【完】ひとつ屋根の下、気がつけばあなたがいた
碧人さんお得意の営業スマイルに、継母は嬉しそうに微笑んだ。
父は複雑な顔をしていたが、どうやら私が結婚する男性を連れて来たとの事で豪華な料理を用意してくれていたみたいだ。
それには少し胸がジンとした。
はじめこそ気まずい空気が流れたが、碧人さんが雰囲気を良くしてくれて、拓斗も場を盛り上げようとしてくれた。
父の顔にやっと笑顔が戻ってきて、先ほど見せた涙が嘘なんじゃないかと思う程和やかな時間が流れた。
「へえー、拓斗くんの大学俺と同じだ」
驚く事にいつの間にか大学生になっていた拓斗は、碧人さんが卒業した大学に現在通っているらしい。

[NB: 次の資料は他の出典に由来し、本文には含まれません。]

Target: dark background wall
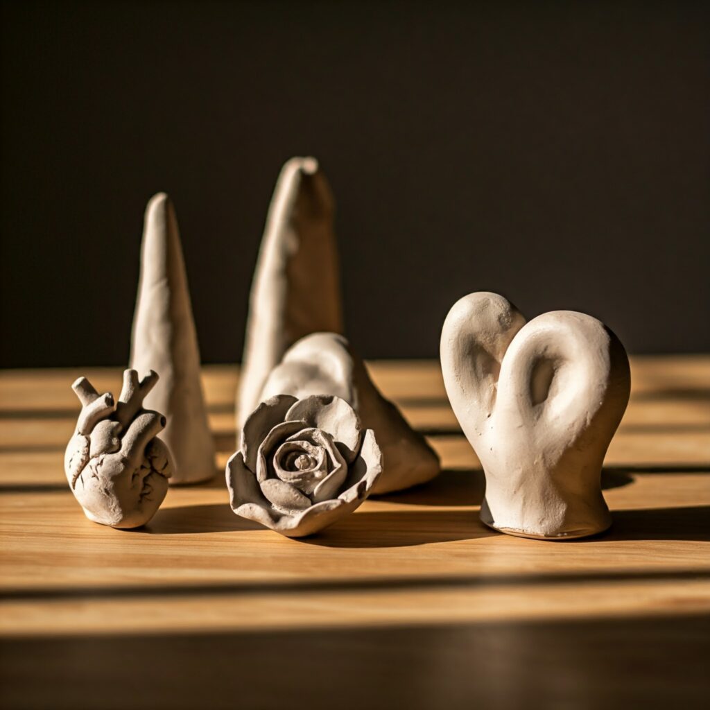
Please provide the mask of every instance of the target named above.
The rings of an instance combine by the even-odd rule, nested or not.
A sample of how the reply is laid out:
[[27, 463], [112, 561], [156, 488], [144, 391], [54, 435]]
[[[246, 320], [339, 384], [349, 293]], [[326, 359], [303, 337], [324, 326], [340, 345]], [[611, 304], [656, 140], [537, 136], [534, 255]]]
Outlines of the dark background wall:
[[303, 154], [365, 356], [436, 356], [480, 290], [590, 312], [633, 352], [710, 349], [705, 6], [6, 3], [1, 364], [126, 361], [158, 190], [203, 358], [239, 359]]

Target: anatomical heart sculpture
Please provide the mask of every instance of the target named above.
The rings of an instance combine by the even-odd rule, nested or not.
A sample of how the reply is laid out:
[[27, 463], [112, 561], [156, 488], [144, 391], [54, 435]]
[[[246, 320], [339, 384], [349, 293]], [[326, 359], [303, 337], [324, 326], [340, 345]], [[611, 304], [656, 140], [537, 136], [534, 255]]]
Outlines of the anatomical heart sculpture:
[[[334, 201], [312, 158], [281, 170], [254, 274], [237, 403], [238, 435], [271, 398], [327, 395], [346, 402], [371, 429], [383, 471], [372, 492], [430, 480], [439, 459], [370, 379], [342, 333]], [[237, 442], [240, 446], [241, 440]]]
[[143, 408], [157, 381], [155, 372], [138, 381], [135, 370], [126, 370], [118, 402], [110, 393], [99, 395], [85, 377], [72, 386], [82, 410], [64, 468], [72, 492], [94, 523], [138, 528], [165, 497], [173, 466], [168, 447], [156, 437], [165, 417]]
[[581, 537], [611, 524], [601, 466], [628, 402], [628, 359], [591, 316], [526, 323], [503, 296], [471, 293], [449, 312], [444, 381], [486, 476], [481, 518], [524, 537]]

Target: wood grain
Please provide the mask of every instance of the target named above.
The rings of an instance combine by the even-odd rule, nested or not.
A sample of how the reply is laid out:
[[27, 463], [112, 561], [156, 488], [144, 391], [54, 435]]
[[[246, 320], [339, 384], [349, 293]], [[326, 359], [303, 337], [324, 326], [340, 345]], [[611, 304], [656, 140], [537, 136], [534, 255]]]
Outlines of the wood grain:
[[[710, 357], [632, 359], [603, 475], [614, 525], [579, 542], [485, 528], [483, 474], [437, 364], [368, 366], [444, 472], [301, 541], [236, 518], [220, 471], [171, 488], [144, 528], [91, 523], [62, 469], [78, 412], [69, 386], [86, 374], [115, 392], [120, 371], [0, 373], [0, 704], [233, 707], [239, 688], [244, 707], [330, 706], [326, 690], [340, 707], [469, 707], [471, 694], [493, 706], [699, 706], [710, 690], [697, 665], [709, 650]], [[234, 447], [236, 369], [207, 367], [203, 379], [221, 468]], [[163, 669], [140, 692], [137, 649]], [[330, 664], [327, 679], [304, 687], [314, 660]], [[508, 689], [523, 687], [532, 701]]]

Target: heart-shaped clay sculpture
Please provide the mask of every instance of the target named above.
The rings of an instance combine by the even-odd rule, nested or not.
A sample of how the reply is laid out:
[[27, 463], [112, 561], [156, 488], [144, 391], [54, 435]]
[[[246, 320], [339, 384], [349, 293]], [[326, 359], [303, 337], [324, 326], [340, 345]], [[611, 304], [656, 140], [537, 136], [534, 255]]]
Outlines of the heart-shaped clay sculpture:
[[168, 492], [173, 471], [168, 447], [155, 437], [165, 417], [143, 408], [158, 381], [151, 372], [138, 382], [135, 370], [124, 373], [119, 401], [99, 395], [85, 377], [72, 385], [82, 403], [64, 469], [87, 518], [113, 528], [145, 525]]
[[628, 402], [628, 359], [603, 323], [553, 311], [528, 323], [496, 293], [449, 312], [441, 339], [452, 407], [486, 476], [481, 518], [523, 537], [611, 524], [600, 477]]
[[372, 488], [374, 494], [425, 483], [441, 470], [436, 453], [382, 396], [342, 335], [312, 333], [290, 348], [266, 379], [259, 400], [278, 395], [298, 399], [334, 395], [352, 407], [363, 428], [374, 432], [382, 452], [383, 470]]

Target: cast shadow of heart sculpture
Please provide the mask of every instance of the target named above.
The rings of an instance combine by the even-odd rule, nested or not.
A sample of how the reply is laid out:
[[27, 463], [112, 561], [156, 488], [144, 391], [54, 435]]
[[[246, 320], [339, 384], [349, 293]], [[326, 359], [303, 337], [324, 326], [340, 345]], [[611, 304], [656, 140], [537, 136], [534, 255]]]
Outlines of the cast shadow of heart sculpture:
[[498, 535], [470, 510], [366, 509], [300, 541], [324, 547], [409, 547]]
[[[626, 471], [604, 469], [601, 472], [604, 490], [621, 488], [633, 482]], [[480, 469], [456, 469], [442, 471], [429, 483], [386, 496], [374, 496], [373, 500], [388, 501], [408, 506], [480, 506], [486, 491], [486, 479]]]

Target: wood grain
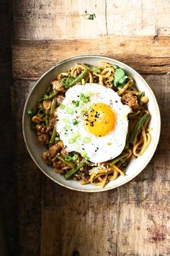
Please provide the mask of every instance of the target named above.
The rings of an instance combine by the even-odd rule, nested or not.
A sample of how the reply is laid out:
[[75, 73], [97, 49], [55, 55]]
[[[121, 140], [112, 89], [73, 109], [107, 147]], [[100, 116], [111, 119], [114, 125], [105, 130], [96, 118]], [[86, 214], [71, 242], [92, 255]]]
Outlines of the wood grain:
[[14, 168], [17, 179], [18, 234], [19, 255], [40, 255], [41, 223], [41, 172], [28, 155], [22, 129], [25, 99], [32, 83], [18, 80], [13, 90], [15, 112], [16, 153]]
[[13, 42], [13, 77], [36, 80], [57, 62], [82, 54], [119, 59], [140, 73], [170, 72], [170, 38], [102, 36], [96, 40]]
[[[169, 255], [169, 0], [14, 1], [12, 103], [21, 255]], [[92, 13], [96, 18], [89, 20]], [[161, 139], [148, 166], [130, 182], [103, 193], [71, 191], [41, 174], [22, 135], [30, 81], [55, 63], [82, 54], [113, 57], [143, 74], [161, 114]]]
[[[169, 0], [17, 0], [14, 1], [15, 38], [168, 35], [169, 12]], [[96, 18], [89, 20], [89, 14], [93, 13]]]
[[[151, 163], [128, 184], [104, 193], [86, 194], [61, 187], [42, 175], [40, 198], [40, 171], [24, 151], [24, 169], [18, 158], [22, 255], [169, 255], [170, 77], [169, 74], [143, 77], [158, 98], [162, 132]], [[19, 97], [18, 110], [21, 95], [27, 95], [33, 82], [16, 80], [14, 85], [15, 98]], [[17, 124], [19, 134], [21, 124], [19, 121]], [[17, 145], [19, 152], [23, 152], [22, 147]], [[23, 192], [27, 198], [22, 196]]]

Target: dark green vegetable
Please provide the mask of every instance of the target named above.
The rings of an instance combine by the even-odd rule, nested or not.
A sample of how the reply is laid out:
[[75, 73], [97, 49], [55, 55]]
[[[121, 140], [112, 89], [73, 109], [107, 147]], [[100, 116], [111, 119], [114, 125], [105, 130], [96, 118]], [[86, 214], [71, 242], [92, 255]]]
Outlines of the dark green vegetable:
[[128, 118], [130, 119], [133, 119], [135, 118], [136, 116], [138, 116], [140, 114], [140, 110], [138, 110], [137, 112], [134, 113], [134, 114], [128, 114]]
[[79, 106], [80, 102], [79, 101], [72, 101], [72, 104], [73, 104], [76, 106]]
[[70, 156], [70, 155], [66, 155], [65, 158], [64, 158], [64, 159], [65, 159], [66, 161], [71, 161], [72, 158], [71, 158], [71, 156]]
[[122, 88], [125, 85], [128, 77], [125, 75], [125, 71], [122, 69], [116, 69], [114, 74], [114, 85], [115, 87]]
[[130, 143], [134, 143], [135, 141], [136, 137], [140, 131], [140, 128], [143, 125], [143, 124], [150, 118], [150, 114], [146, 113], [143, 117], [139, 120], [139, 121], [136, 124], [135, 127], [133, 129], [133, 132], [131, 133], [130, 137]]
[[29, 110], [28, 112], [27, 112], [27, 115], [29, 116], [33, 116], [33, 112], [32, 110]]
[[73, 77], [64, 77], [61, 80], [61, 84], [63, 86], [67, 88], [73, 80]]
[[94, 18], [95, 18], [95, 17], [96, 17], [96, 14], [95, 14], [95, 13], [94, 13], [92, 14], [89, 14], [88, 20], [93, 20]]
[[138, 98], [138, 103], [139, 105], [143, 105], [143, 103], [141, 102], [141, 98], [145, 96], [145, 92], [142, 92], [142, 93], [140, 94], [140, 95], [139, 96]]
[[47, 94], [45, 94], [44, 95], [44, 100], [47, 101], [47, 100], [52, 100], [52, 98], [53, 98], [54, 97], [57, 96], [58, 92], [55, 91], [53, 93], [50, 94], [50, 95], [48, 95]]
[[74, 168], [75, 166], [73, 163], [66, 161], [65, 158], [61, 155], [56, 155], [55, 158], [60, 160], [61, 162], [66, 163], [68, 166], [71, 168]]
[[80, 162], [76, 167], [73, 168], [71, 170], [67, 171], [66, 174], [64, 175], [65, 179], [68, 179], [71, 177], [73, 174], [74, 174], [77, 171], [79, 171], [81, 167], [84, 166], [85, 163], [84, 162]]
[[83, 93], [81, 93], [80, 94], [80, 99], [85, 103], [87, 103], [89, 101], [89, 96], [86, 95]]
[[56, 98], [54, 98], [52, 101], [51, 103], [51, 106], [50, 106], [50, 114], [53, 114], [55, 111], [55, 109], [56, 108], [56, 103], [57, 103], [57, 100]]
[[78, 124], [78, 121], [77, 121], [77, 120], [76, 119], [74, 119], [73, 120], [73, 125], [76, 125]]
[[86, 68], [84, 69], [84, 71], [82, 71], [82, 72], [79, 74], [68, 85], [68, 88], [72, 87], [73, 85], [75, 85], [77, 82], [81, 82], [81, 80], [82, 79], [84, 78], [84, 77], [86, 76], [86, 74], [88, 72], [88, 69]]
[[112, 162], [110, 163], [110, 166], [113, 166], [114, 164], [115, 164], [116, 163], [117, 163], [119, 161], [120, 161], [121, 159], [127, 157], [128, 155], [128, 153], [125, 153], [123, 155], [121, 155], [120, 156], [117, 156], [117, 158], [115, 158]]
[[53, 146], [53, 145], [54, 144], [56, 135], [57, 135], [56, 128], [55, 127], [54, 127], [53, 131], [51, 135], [50, 140], [49, 142], [49, 147]]
[[45, 111], [42, 108], [39, 109], [38, 112], [37, 112], [37, 116], [40, 118], [43, 117], [45, 114]]

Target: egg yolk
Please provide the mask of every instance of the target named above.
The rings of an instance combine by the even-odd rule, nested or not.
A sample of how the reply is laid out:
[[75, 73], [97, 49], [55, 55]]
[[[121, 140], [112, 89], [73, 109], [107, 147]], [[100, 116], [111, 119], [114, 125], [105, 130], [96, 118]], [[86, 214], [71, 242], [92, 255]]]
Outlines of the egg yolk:
[[116, 115], [109, 106], [97, 103], [90, 108], [84, 121], [84, 127], [89, 132], [102, 137], [115, 129]]

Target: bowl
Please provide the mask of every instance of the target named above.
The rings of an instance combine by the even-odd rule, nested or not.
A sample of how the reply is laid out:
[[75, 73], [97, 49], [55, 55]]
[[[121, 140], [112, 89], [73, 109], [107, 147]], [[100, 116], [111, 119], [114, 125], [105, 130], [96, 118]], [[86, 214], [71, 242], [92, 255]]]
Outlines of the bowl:
[[[153, 130], [151, 132], [152, 137], [151, 142], [144, 153], [138, 158], [130, 161], [130, 164], [126, 168], [126, 175], [125, 176], [120, 176], [115, 180], [110, 181], [104, 189], [102, 189], [99, 186], [93, 186], [91, 184], [81, 185], [79, 181], [73, 179], [65, 180], [62, 175], [56, 174], [51, 167], [45, 165], [41, 158], [41, 155], [45, 150], [45, 147], [38, 143], [37, 135], [30, 129], [30, 118], [27, 114], [28, 110], [32, 109], [35, 106], [37, 100], [42, 94], [45, 93], [50, 81], [56, 78], [59, 73], [69, 69], [77, 63], [97, 65], [101, 61], [114, 64], [123, 69], [126, 74], [133, 77], [139, 91], [145, 91], [146, 95], [149, 98], [148, 108], [151, 115], [149, 126], [153, 127]], [[35, 82], [27, 98], [24, 108], [22, 129], [24, 140], [28, 152], [35, 164], [45, 175], [58, 184], [68, 189], [81, 192], [104, 192], [122, 186], [130, 182], [145, 168], [153, 157], [158, 142], [161, 130], [161, 117], [158, 106], [152, 90], [136, 71], [124, 63], [111, 58], [96, 55], [86, 55], [76, 56], [58, 63], [46, 71]]]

「でも碧人さんは高校からなんでしょう?すげーや、優秀じゃん。
それにボヤージュで働いてるってすごいじゃないですか
マジで姉ちゃんエリート捕まえて玉の輿だね!」
「もう拓斗ったら、そういう事言うんじゃありません!
でもすごいわあ、碧人さん。ボヤージュは一流企業だからお仕事も大変でしょう?